SuaraSoreang.id - Polri awalnya berencana untuk melimpahkan berkas perkara dan penahanan Ferdy Sambo Cs hari ini (3/10/2022).

Namun, rencana pelimpahan berkas perkara dan kelima tersangka kasus pembunuhan Brigadir Nofriansyah Yosua Hutabarat alias Brigadir J batal dilakukan hari ini, dan dijadwal ulang menjadi Rabu (5/10/2022) lusa.

Kadiv Humas Mabes Polri Irjen Pol Dedi Prasetyo mengungkapkan alasan pembatalan tersebut.

Menurutnya, pembatalan penyerahan kelima tersangka itu berdasar pada kesepakatan antara penyidik dari Bareskrim Polri dan Jaksa Penuntut Umu (JPU) dari Kejaksaan Agung RI (Kejagung RI).

"Hasil komunikasi dua pihak, jadi dari penyidik dan JPU sepakat untuk penyerahan tahap duanya hari Rabu tanggal 5 Oktober, tempatnya masih menunggu," papar Dedi kepada wartawan, dikutip dari Suara.com, Senin (3/10/2022).

Sebelumnya, Kejagung RI mengumumkan bahwa berkas perkara kelima tersangka kasus pembunuhan Brigadir J telah dinyatakan P21 alias lengkap.

Kelima tersangka tersebut antara lain Ferdy Sambo, Bharada E, Bripka RR, Kuat Ma'ruf, dan Putri Candrawathi.

Kelima tersangka tersebut terancam hukuman maksimal 20 tahun penjara atau pidana mati, sesuai dengan Pasal 340 tentang Pembunuhan Berencana Subsider Pasal 338 Juncto Pasal 55 dan Pasal 56 KUHP.

Putri Candrawathi Resmi Ditahan

Putri Candrawathi pakai baju tahanan putri candrawathi ditahan 1 (sumber: Suara.com/Muhammad Yasir)

Setelah sempat dibebaskan dengan alasan kemanusiaan, Kapolri Jenderal Listyo Sigit Prabowo akhirnya mengumumkan penahanan Putri Candrawathi pada Jumat (30/8/2022).

Baca Juga: Bela Aksi Tembak Gas Air Mata di Tragedi Kanjuruhan, Nikita Mirzani: Daripada Polisi Mati Konyol

Pengumuman tersebut menyusul hasil pemeriksaan Putri Candrawathi yang dinyatakan sehat oleh tim kedokteran Polri.

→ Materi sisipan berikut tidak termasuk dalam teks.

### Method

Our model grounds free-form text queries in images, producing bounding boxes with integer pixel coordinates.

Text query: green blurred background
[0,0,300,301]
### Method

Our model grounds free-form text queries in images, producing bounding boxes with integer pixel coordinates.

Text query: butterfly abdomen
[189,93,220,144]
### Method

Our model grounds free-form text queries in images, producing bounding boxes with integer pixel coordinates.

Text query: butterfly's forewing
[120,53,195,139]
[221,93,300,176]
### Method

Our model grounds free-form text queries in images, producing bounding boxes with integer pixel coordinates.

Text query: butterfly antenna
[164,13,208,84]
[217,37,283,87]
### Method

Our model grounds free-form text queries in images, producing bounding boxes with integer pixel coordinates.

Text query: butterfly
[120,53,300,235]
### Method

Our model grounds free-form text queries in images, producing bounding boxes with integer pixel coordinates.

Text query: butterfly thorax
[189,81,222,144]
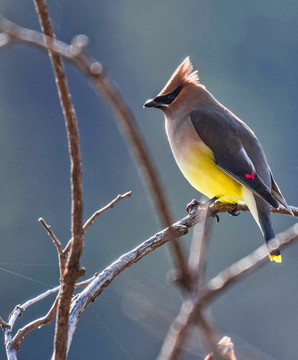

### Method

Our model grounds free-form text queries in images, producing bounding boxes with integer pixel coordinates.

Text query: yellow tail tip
[268,254,282,264]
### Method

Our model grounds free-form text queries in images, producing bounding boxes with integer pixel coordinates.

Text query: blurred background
[0,0,298,360]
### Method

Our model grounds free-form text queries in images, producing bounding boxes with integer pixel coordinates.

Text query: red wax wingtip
[245,172,255,180]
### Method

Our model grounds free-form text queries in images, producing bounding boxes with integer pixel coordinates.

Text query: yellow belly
[176,145,243,203]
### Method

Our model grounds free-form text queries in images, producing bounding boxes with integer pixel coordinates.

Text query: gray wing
[190,106,278,208]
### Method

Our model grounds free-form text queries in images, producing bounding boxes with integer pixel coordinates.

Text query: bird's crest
[159,56,199,95]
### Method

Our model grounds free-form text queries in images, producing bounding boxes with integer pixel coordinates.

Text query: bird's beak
[144,99,160,107]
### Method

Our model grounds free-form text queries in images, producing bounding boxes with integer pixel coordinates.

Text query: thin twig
[160,224,298,360]
[3,274,98,360]
[12,295,59,350]
[34,0,84,360]
[188,202,211,293]
[38,218,65,279]
[63,191,132,256]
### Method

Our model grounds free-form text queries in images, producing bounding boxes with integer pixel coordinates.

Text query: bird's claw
[228,204,240,216]
[186,199,201,215]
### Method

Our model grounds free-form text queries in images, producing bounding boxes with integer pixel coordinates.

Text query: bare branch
[38,218,65,278]
[34,0,84,360]
[188,202,211,294]
[12,295,59,350]
[205,336,237,360]
[159,224,298,360]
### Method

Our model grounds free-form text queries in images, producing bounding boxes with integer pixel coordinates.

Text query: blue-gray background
[0,0,298,360]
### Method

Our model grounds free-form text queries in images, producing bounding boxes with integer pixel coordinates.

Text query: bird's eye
[155,86,182,105]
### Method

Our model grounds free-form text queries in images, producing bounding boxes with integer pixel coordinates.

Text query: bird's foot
[186,199,201,215]
[228,204,240,216]
[186,197,219,223]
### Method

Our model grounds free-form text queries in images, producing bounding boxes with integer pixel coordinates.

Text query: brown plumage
[144,57,291,262]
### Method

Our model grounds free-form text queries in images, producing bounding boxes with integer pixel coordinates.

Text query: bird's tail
[243,189,282,263]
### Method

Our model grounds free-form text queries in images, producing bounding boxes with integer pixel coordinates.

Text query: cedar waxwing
[144,57,293,262]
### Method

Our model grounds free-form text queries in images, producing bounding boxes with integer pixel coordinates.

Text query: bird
[144,57,293,263]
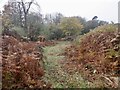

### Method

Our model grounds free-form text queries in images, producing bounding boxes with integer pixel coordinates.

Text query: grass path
[43,42,87,88]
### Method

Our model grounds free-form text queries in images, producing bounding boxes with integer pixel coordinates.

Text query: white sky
[0,0,120,22]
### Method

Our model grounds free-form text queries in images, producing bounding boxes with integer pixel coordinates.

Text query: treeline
[0,0,108,41]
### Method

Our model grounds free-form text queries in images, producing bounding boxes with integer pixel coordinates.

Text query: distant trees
[81,20,108,34]
[59,17,83,36]
[1,0,108,40]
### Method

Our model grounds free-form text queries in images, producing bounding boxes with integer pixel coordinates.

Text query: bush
[2,36,50,89]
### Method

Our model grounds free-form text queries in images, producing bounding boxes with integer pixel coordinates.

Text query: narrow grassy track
[43,42,87,88]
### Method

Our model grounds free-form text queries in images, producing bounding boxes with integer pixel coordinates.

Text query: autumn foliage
[65,26,120,87]
[2,35,50,89]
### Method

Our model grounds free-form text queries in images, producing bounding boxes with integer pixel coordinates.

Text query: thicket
[65,25,120,87]
[2,35,50,89]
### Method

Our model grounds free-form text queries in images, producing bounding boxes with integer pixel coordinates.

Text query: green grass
[43,42,87,88]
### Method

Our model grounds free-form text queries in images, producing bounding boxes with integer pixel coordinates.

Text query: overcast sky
[0,0,120,22]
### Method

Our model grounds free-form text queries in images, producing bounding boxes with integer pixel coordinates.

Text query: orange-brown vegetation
[65,25,120,87]
[2,35,50,89]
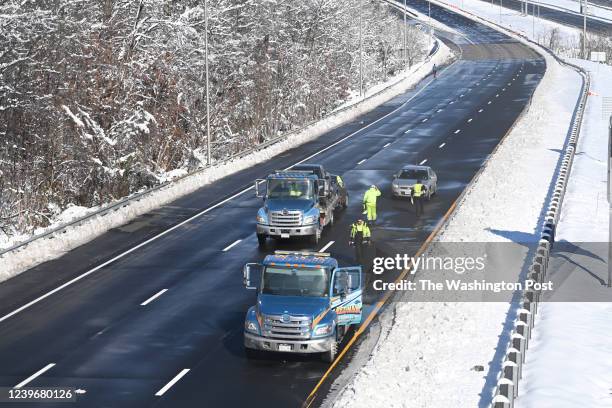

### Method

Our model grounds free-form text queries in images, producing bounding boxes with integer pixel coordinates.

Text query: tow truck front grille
[270,211,302,227]
[263,315,311,339]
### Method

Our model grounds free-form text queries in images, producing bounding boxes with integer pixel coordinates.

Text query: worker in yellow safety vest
[349,219,372,265]
[410,180,427,217]
[363,184,380,224]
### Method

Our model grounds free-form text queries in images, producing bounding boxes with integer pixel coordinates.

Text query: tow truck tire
[310,228,321,245]
[321,340,338,363]
[257,234,267,248]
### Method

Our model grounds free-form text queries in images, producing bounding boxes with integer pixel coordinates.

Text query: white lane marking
[319,241,336,252]
[223,239,242,252]
[0,56,450,323]
[140,289,168,306]
[15,363,55,388]
[155,368,189,397]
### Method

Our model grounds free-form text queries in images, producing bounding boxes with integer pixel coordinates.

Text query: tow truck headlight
[244,320,259,333]
[304,215,317,224]
[313,324,333,336]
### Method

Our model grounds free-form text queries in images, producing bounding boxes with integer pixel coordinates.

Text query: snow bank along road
[0,3,545,407]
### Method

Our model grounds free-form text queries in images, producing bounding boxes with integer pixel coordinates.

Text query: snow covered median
[334,0,581,408]
[0,42,454,282]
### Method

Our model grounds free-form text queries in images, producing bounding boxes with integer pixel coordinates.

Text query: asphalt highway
[496,0,612,35]
[0,2,545,408]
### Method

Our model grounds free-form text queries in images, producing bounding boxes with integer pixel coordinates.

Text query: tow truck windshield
[268,180,314,200]
[261,266,329,297]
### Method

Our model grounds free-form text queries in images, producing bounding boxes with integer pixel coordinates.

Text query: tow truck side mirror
[255,179,266,198]
[242,263,261,289]
[317,182,327,198]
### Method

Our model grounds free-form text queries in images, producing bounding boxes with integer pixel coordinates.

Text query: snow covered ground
[516,60,612,408]
[529,0,612,21]
[0,42,454,282]
[333,0,581,408]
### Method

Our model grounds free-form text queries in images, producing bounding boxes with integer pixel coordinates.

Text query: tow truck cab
[243,251,363,361]
[255,170,338,246]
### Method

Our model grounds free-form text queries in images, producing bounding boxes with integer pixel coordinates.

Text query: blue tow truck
[255,165,348,246]
[243,251,363,362]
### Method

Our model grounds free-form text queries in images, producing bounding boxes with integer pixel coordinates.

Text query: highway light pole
[404,0,408,67]
[527,3,535,41]
[582,0,589,59]
[427,0,433,49]
[204,0,212,166]
[359,0,363,96]
[608,115,612,288]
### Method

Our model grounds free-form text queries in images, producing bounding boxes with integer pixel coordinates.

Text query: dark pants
[412,196,423,217]
[355,242,365,265]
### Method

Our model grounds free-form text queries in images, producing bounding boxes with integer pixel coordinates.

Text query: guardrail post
[491,377,514,408]
[502,360,519,400]
[519,309,533,329]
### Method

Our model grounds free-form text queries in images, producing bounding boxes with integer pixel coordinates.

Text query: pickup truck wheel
[321,341,338,363]
[257,234,267,248]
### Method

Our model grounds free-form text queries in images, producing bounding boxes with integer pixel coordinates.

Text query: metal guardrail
[454,6,591,408]
[0,35,440,259]
[492,72,590,408]
[412,3,591,408]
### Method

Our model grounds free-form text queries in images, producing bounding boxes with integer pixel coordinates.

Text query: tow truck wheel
[257,234,267,248]
[310,228,321,245]
[321,340,338,363]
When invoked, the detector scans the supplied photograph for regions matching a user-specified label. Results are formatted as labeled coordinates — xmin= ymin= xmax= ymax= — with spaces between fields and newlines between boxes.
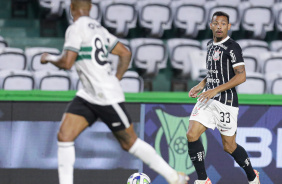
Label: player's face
xmin=210 ymin=16 xmax=231 ymax=42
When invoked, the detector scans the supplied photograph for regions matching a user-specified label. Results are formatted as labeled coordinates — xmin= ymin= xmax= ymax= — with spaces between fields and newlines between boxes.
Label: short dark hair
xmin=71 ymin=0 xmax=91 ymax=3
xmin=212 ymin=11 xmax=229 ymax=24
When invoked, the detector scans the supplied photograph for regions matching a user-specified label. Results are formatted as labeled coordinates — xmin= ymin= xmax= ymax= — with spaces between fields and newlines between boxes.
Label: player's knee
xmin=186 ymin=130 xmax=199 ymax=142
xmin=120 ymin=137 xmax=137 ymax=151
xmin=120 ymin=142 xmax=133 ymax=151
xmin=57 ymin=130 xmax=74 ymax=142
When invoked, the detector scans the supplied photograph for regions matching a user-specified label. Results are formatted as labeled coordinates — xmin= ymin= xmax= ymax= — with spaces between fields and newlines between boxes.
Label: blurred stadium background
xmin=0 ymin=0 xmax=282 ymax=184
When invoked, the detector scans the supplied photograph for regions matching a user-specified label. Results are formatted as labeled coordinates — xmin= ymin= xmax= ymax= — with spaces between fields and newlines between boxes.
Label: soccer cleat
xmin=194 ymin=178 xmax=212 ymax=184
xmin=249 ymin=169 xmax=260 ymax=184
xmin=171 ymin=172 xmax=189 ymax=184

"Ditahan di Rutan Mabes Polri," kata Sigit, di Gedung Rupatama Mabes Polri, Kebayoran Baru, Jakarta Selatan, pada Jumat (30/9/2022).

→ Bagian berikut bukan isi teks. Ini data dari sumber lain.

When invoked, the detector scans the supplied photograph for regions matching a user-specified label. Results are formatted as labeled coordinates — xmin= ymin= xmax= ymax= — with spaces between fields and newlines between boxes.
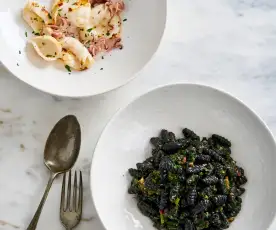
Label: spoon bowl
xmin=27 ymin=115 xmax=81 ymax=230
xmin=44 ymin=115 xmax=81 ymax=173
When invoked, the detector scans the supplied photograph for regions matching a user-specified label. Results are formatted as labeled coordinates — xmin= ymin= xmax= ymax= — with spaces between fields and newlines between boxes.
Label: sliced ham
xmin=88 ymin=37 xmax=123 ymax=57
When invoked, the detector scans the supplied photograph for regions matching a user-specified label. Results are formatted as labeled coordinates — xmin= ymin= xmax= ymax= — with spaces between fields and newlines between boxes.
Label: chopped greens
xmin=128 ymin=128 xmax=247 ymax=230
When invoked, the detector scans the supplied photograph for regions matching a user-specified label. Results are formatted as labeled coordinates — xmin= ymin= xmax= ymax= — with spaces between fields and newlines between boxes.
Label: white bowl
xmin=91 ymin=84 xmax=276 ymax=230
xmin=0 ymin=0 xmax=166 ymax=97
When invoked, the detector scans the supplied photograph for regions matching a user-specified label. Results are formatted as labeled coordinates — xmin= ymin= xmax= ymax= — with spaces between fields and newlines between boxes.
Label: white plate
xmin=91 ymin=84 xmax=276 ymax=230
xmin=0 ymin=0 xmax=166 ymax=97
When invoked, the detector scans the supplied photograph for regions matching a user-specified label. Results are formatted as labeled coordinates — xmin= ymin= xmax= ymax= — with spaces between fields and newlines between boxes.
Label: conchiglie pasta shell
xmin=30 ymin=35 xmax=62 ymax=61
xmin=61 ymin=51 xmax=82 ymax=70
xmin=60 ymin=37 xmax=94 ymax=69
xmin=26 ymin=1 xmax=53 ymax=24
xmin=22 ymin=7 xmax=43 ymax=33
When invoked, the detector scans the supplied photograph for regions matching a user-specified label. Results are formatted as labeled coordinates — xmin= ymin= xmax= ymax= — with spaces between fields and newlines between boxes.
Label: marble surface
xmin=0 ymin=0 xmax=276 ymax=230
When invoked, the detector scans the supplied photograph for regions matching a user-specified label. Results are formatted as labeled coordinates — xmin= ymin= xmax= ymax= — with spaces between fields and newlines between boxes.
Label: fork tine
xmin=66 ymin=170 xmax=72 ymax=211
xmin=78 ymin=171 xmax=83 ymax=214
xmin=60 ymin=173 xmax=66 ymax=211
xmin=73 ymin=171 xmax=78 ymax=211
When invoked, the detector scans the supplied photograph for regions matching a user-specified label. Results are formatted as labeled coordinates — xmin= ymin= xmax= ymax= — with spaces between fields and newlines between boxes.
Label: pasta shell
xmin=26 ymin=1 xmax=53 ymax=24
xmin=106 ymin=15 xmax=121 ymax=38
xmin=80 ymin=26 xmax=108 ymax=41
xmin=30 ymin=35 xmax=62 ymax=61
xmin=23 ymin=7 xmax=43 ymax=33
xmin=60 ymin=37 xmax=94 ymax=69
xmin=52 ymin=0 xmax=91 ymax=27
xmin=89 ymin=4 xmax=111 ymax=27
xmin=61 ymin=51 xmax=81 ymax=70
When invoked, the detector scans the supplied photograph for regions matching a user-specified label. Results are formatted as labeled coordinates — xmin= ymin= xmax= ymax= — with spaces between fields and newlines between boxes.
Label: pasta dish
xmin=23 ymin=0 xmax=125 ymax=72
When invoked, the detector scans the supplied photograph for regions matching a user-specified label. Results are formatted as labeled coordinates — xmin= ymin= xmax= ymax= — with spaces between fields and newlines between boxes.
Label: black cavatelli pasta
xmin=168 ymin=132 xmax=176 ymax=142
xmin=150 ymin=137 xmax=163 ymax=148
xmin=128 ymin=128 xmax=247 ymax=230
xmin=182 ymin=128 xmax=200 ymax=140
xmin=203 ymin=149 xmax=225 ymax=163
xmin=212 ymin=195 xmax=227 ymax=206
xmin=200 ymin=185 xmax=217 ymax=199
xmin=186 ymin=164 xmax=207 ymax=174
xmin=184 ymin=219 xmax=195 ymax=230
xmin=186 ymin=175 xmax=199 ymax=186
xmin=210 ymin=213 xmax=221 ymax=228
xmin=191 ymin=199 xmax=211 ymax=215
xmin=187 ymin=187 xmax=197 ymax=206
xmin=195 ymin=154 xmax=211 ymax=163
xmin=202 ymin=175 xmax=219 ymax=185
xmin=162 ymin=142 xmax=182 ymax=154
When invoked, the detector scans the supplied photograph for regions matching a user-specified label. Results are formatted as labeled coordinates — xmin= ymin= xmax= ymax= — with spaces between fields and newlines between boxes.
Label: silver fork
xmin=60 ymin=171 xmax=83 ymax=230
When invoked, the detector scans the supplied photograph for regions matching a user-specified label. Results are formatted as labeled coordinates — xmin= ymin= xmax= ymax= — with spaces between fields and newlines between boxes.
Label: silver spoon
xmin=27 ymin=115 xmax=81 ymax=230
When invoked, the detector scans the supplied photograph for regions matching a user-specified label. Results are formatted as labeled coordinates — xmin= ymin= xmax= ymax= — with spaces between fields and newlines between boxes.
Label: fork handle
xmin=27 ymin=173 xmax=58 ymax=230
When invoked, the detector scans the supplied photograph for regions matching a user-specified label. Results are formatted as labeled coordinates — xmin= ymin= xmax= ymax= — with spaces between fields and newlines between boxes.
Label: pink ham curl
xmin=88 ymin=37 xmax=123 ymax=57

Sigit juga mengungkapkan bahwa dirinya akan memastikan tak ada perlakukan khusus bagi Putri Candrawathi selama ditahan di Rutan Mabes Polri.

"Standar penahanan Rutan yang diberikan kepada Ibu PC saya kira sama dengan yang lain," ungkapnya.

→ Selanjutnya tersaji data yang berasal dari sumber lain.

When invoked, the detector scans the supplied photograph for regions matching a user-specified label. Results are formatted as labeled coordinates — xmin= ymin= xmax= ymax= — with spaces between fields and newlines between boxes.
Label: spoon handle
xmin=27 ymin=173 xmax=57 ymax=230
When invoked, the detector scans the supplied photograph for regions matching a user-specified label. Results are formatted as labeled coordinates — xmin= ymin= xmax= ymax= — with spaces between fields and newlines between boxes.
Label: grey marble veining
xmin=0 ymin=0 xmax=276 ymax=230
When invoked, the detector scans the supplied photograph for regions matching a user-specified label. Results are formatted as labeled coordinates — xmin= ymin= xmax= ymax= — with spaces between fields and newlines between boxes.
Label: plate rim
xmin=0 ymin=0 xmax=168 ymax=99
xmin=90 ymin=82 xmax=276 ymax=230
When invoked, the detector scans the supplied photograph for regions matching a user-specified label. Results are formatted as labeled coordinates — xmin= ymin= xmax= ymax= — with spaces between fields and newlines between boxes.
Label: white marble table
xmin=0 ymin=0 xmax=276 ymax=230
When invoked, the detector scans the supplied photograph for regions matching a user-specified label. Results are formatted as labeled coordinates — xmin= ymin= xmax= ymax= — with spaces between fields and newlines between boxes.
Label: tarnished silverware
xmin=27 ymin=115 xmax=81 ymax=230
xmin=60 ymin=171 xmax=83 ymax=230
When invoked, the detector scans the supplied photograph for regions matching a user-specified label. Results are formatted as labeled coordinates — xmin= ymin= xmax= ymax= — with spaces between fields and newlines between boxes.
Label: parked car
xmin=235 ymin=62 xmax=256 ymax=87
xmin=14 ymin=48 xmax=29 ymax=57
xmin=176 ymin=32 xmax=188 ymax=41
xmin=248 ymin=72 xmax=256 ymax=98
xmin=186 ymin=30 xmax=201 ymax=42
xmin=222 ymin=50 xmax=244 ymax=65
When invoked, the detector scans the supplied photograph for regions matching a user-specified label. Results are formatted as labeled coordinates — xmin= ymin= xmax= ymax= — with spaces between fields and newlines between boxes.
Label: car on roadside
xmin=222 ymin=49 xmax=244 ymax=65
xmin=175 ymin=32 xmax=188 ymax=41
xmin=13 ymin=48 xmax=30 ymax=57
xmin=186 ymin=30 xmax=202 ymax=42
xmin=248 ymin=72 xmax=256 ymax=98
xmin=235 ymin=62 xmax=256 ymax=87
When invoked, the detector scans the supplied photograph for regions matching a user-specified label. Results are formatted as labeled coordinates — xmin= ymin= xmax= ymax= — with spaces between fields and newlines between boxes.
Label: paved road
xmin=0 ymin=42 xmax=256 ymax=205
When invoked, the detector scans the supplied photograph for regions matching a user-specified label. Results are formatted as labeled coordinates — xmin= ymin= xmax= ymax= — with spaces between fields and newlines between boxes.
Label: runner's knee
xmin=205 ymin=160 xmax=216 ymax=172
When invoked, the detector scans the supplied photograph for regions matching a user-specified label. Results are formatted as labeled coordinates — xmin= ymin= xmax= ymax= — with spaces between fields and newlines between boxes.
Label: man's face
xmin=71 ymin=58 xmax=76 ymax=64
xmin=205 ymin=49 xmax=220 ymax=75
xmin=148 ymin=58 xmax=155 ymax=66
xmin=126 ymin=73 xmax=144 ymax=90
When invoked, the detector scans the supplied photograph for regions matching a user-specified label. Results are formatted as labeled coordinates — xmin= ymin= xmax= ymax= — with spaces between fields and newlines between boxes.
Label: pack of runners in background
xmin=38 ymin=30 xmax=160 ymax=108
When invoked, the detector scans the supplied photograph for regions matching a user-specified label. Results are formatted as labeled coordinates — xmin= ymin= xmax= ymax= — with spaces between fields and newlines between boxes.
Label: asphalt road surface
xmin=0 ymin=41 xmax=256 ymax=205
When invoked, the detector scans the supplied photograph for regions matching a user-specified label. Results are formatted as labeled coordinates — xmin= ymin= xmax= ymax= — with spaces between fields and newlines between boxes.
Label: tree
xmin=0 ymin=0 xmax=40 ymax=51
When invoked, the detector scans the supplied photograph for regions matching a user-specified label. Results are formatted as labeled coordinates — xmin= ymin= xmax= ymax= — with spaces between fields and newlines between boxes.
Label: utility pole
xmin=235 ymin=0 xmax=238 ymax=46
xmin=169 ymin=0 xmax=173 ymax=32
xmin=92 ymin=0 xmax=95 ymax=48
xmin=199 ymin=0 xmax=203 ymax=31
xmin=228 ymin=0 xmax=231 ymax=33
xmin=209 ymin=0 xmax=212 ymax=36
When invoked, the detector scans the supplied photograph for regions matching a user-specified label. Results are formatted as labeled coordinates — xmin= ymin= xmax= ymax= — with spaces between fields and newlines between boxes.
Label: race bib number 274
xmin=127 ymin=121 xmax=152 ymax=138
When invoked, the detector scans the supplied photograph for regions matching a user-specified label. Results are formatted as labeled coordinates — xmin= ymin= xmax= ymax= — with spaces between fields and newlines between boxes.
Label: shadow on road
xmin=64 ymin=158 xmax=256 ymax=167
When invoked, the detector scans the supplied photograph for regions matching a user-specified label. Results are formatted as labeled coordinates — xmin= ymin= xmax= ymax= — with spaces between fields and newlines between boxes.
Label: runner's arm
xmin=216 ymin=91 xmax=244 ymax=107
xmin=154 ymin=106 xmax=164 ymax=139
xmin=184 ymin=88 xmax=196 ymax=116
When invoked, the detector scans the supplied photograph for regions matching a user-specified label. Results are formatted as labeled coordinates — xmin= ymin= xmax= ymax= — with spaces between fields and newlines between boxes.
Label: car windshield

Meskipun demikian, Sigit juga akan tetap memberikan haknya sebagai seorang ibu untuk bertemu dengan anaknya yang masih berusia 1,5 tahun.

"Yang jelas hak-hak sebagai seorang yang ditahan akan tetap diberikan kesempatan untuk bertemu dengan putranya," pungkasnya.